FXCM is a large forex trading company, which was reigning as the No. 1 forex trader in the US. The fate of the company changed dramatically, when NFA canceled FXCM’s membership and barred the company from operating in the US. NFA accused FXCM of executing deceptive and abusive activities detriment to the customers, while benefiting the company.
FXCM was advertised as a No Dealing Desk forex broker that executes trades directly in the market, instead of routing through a liquidity provider. However, a probe into the activities by CFTC showed that FXCM, in fact, used a dealing desk model with Effex Capital LLC, as the market maker. This company was controlled by FXCM and the executed deals benefited the broker. FXCM was engaged in messing with the trades of the clients, while receiving kickbacks from Effex capital.
As a result of the barring, FXCM had to sell the client base worth of $142 million to Forex.com operated by Giant capital.
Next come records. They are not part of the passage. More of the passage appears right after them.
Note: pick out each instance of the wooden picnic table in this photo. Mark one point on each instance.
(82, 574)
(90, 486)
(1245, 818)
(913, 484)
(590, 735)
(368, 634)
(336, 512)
This move was completed a few days ago and it effectively ended FXCM’s business in the USA. Now, the American traders can choose between Forex.com and Oanda to carry out forex trading.
FXCM is not shutting down altogether, because it can carry its operations in the Europe. FXCM is registered with FCA, which allows the broker to continue its business in the Europe serving European clients. FXCM changed its name to Global Brokerage and it is available on the NYSE. The former CEO Dror Niv was also dismissed from his position, as the company undergoes massive administrative changes.